Friday night, and a teensy bit of Pinot Noir

I’m beginning to doubt more and more that I’ll finish the NaNoNovel, not because I don’t want to but because I keep getting (paid) work thrown in my direction. Which is awesome! But I want to do my best on it.

But still, maybe I’ll just keep going and see what happens. I ran out of story suddenly yesterday but I’m keeping it all in the back of my head. If you have a good idea for a somewhat realistic story in which the protagonist is a smart six-year-old boy living in Greenwich Village, let me know.

In other news, this has been a crazy week at work and I got home around 9pm tonight, forced to forgo the IAM event I was going to both attend and photograph. In lieu of that, I watched a screener of Sand and Sorrow, a George Clooney-narrated documentary about the events leading up to the genocide in Darfur and into last year, and I’m now thoroughly outraged. I do highly recommend seeing the film when it comes out (next month?) but I can’t say much more because I’m supposed to write a review this week.

I am hearing nothing but the biggest and best of raves about There Will Be Blood. P.T. Anderson is probably my all-time favorite filmmaker (I kid you not, it borders on worship sometimes), so I was expecting this, but I didn’t anticipate the almost deliriousness of every review. Now I absolutely cannot wait to see this film.

But, this is not the weekend. (I think it comes out right after Christmas.) So this weekend, we were thinking of seeing Beowulf, but we may see something else. I am very prejudiced against this Beowulf - from the first time I saw the trailer, I knew I was going to hate it, it’s all wrong - but whatever. They’re calling it a “must-see” and so I must. I guess.

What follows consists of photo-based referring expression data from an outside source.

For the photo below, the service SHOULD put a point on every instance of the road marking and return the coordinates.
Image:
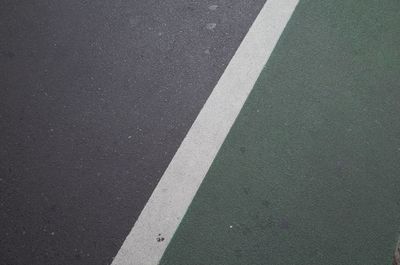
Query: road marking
(166, 207)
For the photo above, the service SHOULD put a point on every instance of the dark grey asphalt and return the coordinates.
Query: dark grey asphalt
(95, 98)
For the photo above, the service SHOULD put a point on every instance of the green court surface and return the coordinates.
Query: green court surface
(309, 173)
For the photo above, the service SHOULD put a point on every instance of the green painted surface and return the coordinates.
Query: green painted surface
(310, 172)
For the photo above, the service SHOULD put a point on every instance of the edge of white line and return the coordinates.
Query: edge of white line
(175, 191)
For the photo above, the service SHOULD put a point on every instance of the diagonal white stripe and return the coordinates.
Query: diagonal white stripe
(177, 187)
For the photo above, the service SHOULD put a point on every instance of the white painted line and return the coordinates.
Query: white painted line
(177, 187)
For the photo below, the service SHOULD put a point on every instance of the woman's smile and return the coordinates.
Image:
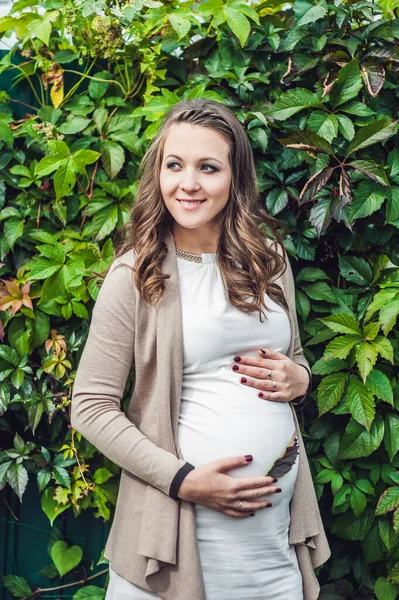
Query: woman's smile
(195, 182)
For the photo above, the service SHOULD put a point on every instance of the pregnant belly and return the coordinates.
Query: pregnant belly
(213, 426)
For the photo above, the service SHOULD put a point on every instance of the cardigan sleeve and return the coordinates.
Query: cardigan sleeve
(100, 383)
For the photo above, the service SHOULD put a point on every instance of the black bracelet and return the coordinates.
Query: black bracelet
(177, 480)
(303, 399)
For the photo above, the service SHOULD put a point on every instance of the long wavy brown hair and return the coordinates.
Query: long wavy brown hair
(247, 259)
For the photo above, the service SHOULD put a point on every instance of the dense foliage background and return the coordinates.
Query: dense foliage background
(316, 85)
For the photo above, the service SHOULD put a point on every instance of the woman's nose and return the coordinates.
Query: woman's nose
(189, 180)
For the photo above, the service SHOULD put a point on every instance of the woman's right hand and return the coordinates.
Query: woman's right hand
(211, 486)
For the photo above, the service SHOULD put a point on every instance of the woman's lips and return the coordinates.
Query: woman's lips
(190, 204)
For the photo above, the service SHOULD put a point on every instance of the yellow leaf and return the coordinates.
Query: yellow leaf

Also, we are going to a SeptokberfestinNovember party (don’t think about that too hard) at Kevin & Laura’s tomorrow night, which will undoubtedly be awesome, and I really need this weekend to recuperate. I am very glad that next week is a short work week, even if it means spending a lot of time traveling. Also, stuffing and gravy make everything much better. And Christmas can officially start. We can get our (tiny little) tree!

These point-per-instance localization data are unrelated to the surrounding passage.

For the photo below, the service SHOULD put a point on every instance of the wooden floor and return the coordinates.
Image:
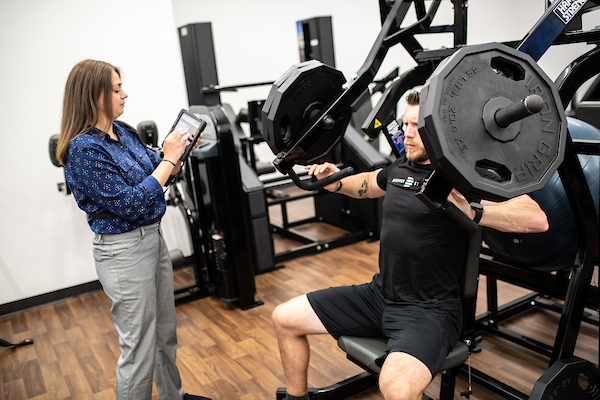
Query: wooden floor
(226, 353)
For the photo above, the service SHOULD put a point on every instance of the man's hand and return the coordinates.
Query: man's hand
(321, 171)
(461, 202)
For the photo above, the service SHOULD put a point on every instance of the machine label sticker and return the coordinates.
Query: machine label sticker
(567, 9)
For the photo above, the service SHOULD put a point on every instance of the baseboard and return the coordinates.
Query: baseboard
(49, 298)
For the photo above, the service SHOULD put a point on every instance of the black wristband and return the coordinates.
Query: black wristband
(478, 208)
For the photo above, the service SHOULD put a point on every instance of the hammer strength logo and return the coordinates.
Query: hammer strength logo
(567, 9)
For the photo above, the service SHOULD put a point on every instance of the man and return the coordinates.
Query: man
(414, 301)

Last random observation: on my way to the IAM reception/lecture last night, I passed bagpipers on the steps outside of Cipriani and a whole lot of men in kilts for what felt like blocks. Sometimes I think that writers in New York are actually at a little bit of a disadvantage, because we get so used to the unusual that it barely registers and therefore rarely makes it into the notebook.

P.S. Amanda, I read the Zadie Smith book today, and I’m swooning.